What Inspires Me: A List

On changes and poetry in translation

For me, this past summer was filled with margaritas and disposable days. I felt greedy, hoarding these hours with nothing to do and nowhere to go. It’s nice to be back to a more scheduled life,  to return to a classroom setting where I’m pushing myself to create poems rather than waiting for them to come to me. 

When I’m writing organically, my poem ideas usually start as one-word concepts: glacial, locusts, larvae. So in class, it was an easy transition for me to shift from attempting to capture the image words invoke into defining what they mean to me. I had forgotten how nice it was to be surrounded by writers, a community of people looking to write and explore poetry and translation together. 
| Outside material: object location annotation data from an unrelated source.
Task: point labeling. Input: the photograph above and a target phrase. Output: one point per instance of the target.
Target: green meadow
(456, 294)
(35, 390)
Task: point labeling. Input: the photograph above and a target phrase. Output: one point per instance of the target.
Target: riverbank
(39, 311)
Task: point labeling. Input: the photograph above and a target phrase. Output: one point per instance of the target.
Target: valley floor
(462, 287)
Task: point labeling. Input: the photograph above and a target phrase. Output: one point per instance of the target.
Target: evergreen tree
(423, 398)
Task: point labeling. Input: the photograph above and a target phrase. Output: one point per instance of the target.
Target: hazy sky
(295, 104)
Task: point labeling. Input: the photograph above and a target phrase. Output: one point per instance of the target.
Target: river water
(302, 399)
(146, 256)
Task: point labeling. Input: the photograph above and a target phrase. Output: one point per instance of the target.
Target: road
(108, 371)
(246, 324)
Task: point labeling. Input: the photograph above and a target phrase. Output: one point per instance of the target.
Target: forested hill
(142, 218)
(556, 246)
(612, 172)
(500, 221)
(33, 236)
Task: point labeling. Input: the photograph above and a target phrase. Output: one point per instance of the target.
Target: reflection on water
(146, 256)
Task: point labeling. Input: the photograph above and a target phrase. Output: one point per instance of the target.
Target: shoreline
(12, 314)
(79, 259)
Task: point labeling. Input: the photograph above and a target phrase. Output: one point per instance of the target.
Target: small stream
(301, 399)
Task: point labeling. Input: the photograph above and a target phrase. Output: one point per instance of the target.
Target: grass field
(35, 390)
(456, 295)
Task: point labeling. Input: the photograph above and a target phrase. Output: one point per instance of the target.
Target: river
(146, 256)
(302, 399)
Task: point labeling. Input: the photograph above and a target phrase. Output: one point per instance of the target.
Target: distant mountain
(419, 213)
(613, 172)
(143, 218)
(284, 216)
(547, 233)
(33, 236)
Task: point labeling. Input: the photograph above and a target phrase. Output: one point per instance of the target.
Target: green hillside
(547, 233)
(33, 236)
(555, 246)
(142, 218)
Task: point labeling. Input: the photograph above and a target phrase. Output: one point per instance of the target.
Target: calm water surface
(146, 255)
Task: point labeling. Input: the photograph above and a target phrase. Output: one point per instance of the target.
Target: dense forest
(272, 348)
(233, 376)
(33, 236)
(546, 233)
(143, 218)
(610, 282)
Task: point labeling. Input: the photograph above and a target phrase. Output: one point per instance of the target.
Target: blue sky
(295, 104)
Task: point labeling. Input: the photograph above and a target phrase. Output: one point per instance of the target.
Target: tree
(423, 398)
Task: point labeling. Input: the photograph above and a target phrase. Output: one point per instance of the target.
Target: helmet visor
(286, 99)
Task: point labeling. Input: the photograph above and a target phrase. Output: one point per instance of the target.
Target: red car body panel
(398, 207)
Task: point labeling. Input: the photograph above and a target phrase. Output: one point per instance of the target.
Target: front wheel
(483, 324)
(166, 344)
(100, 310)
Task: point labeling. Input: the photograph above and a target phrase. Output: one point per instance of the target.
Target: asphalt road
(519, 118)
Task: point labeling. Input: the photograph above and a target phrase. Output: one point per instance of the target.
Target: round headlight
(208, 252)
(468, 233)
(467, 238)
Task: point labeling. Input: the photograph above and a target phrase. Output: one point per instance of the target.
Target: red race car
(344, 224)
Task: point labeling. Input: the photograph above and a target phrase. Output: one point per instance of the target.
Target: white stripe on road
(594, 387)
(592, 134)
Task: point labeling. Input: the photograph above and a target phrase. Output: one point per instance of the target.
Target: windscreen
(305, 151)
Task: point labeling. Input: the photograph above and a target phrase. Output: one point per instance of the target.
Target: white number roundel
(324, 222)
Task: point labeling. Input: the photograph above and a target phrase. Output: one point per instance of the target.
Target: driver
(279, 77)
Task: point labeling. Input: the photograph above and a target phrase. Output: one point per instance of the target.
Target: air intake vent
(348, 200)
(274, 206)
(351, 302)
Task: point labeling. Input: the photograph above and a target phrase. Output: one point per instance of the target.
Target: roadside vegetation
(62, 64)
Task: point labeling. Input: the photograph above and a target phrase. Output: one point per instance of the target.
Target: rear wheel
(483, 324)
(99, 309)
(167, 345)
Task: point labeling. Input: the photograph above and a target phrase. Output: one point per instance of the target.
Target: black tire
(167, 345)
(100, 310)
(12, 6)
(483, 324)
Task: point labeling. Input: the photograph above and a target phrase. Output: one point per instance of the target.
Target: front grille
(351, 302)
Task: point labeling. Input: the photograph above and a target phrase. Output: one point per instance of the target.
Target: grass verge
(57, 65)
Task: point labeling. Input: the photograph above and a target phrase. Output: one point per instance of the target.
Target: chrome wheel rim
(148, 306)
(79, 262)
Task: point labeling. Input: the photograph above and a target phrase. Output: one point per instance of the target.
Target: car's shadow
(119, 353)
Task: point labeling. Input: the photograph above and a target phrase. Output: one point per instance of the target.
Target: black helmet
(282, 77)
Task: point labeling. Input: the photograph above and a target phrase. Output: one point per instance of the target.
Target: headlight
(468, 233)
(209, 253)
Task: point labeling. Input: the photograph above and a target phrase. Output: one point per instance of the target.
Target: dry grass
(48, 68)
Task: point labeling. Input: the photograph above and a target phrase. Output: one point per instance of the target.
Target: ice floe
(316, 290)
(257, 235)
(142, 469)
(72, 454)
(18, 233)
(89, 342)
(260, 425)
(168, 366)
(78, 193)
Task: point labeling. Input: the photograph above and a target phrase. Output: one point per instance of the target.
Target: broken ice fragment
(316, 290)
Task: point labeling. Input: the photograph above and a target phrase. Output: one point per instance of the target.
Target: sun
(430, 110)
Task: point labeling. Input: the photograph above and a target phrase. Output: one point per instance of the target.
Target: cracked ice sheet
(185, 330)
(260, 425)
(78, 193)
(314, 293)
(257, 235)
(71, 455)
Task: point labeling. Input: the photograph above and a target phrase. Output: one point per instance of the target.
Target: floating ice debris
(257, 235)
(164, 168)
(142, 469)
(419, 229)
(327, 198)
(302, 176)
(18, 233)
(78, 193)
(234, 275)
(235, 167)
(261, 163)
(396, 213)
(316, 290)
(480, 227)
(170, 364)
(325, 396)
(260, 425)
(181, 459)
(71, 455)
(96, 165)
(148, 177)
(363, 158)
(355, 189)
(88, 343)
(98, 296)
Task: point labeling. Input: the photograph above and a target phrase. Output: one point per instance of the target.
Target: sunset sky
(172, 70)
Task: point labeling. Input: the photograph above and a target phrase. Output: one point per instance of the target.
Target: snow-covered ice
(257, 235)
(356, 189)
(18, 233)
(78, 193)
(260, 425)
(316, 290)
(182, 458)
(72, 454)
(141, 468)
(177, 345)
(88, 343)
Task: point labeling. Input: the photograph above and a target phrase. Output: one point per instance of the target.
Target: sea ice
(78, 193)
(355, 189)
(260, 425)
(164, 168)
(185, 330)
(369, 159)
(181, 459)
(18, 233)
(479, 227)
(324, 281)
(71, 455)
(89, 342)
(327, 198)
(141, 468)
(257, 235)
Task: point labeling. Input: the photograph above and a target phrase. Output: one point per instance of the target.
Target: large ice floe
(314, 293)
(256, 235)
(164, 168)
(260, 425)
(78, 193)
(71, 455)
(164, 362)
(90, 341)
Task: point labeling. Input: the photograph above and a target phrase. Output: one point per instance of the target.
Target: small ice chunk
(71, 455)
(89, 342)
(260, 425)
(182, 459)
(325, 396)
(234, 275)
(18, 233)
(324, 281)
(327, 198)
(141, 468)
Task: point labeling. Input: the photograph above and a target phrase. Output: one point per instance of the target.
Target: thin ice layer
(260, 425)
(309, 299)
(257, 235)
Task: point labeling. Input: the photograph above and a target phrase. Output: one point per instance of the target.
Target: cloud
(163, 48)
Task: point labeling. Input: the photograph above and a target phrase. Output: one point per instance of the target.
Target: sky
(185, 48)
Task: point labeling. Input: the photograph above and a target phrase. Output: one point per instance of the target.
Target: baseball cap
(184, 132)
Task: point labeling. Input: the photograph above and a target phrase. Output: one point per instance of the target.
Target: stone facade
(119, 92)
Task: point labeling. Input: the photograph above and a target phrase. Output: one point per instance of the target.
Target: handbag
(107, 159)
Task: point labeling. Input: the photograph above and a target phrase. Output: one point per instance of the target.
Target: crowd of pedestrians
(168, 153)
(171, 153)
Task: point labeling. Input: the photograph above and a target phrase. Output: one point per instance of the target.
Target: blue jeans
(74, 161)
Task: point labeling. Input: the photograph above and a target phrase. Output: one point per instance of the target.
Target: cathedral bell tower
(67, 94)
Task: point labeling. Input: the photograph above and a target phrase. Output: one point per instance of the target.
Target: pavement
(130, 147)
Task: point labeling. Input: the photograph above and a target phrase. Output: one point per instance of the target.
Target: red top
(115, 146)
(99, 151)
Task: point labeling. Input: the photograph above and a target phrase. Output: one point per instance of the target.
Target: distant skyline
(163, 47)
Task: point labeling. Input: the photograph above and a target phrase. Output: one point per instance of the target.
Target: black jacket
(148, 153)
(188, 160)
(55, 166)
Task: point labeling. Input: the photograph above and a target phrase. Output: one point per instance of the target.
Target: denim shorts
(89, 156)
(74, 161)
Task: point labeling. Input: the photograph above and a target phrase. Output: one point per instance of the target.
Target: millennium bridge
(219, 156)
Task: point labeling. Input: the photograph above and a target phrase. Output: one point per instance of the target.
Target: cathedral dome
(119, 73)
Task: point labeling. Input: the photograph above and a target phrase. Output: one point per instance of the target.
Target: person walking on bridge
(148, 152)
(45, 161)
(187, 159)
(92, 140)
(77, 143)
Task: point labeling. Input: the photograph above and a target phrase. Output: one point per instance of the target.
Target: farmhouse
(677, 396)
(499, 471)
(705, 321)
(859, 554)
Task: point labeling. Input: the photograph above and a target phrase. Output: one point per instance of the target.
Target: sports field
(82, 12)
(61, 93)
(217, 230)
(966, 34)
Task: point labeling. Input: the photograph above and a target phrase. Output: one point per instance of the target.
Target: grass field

I’m excited to see where this next semester takes me and my writing! I’ve always viewed poetry as my way of continually interacting with the mutable world around me, so the constantly changing nature of translation really intrigues me. The truest and most beautiful thing that pushes me into creating is the way that nothing lasts. Everything changes and passes. The creative process is just that. Not a means to an end, but a way to engage with being alive. I hope to improve my skills and continue to learn techniques that will bring my writing to a more advanced level.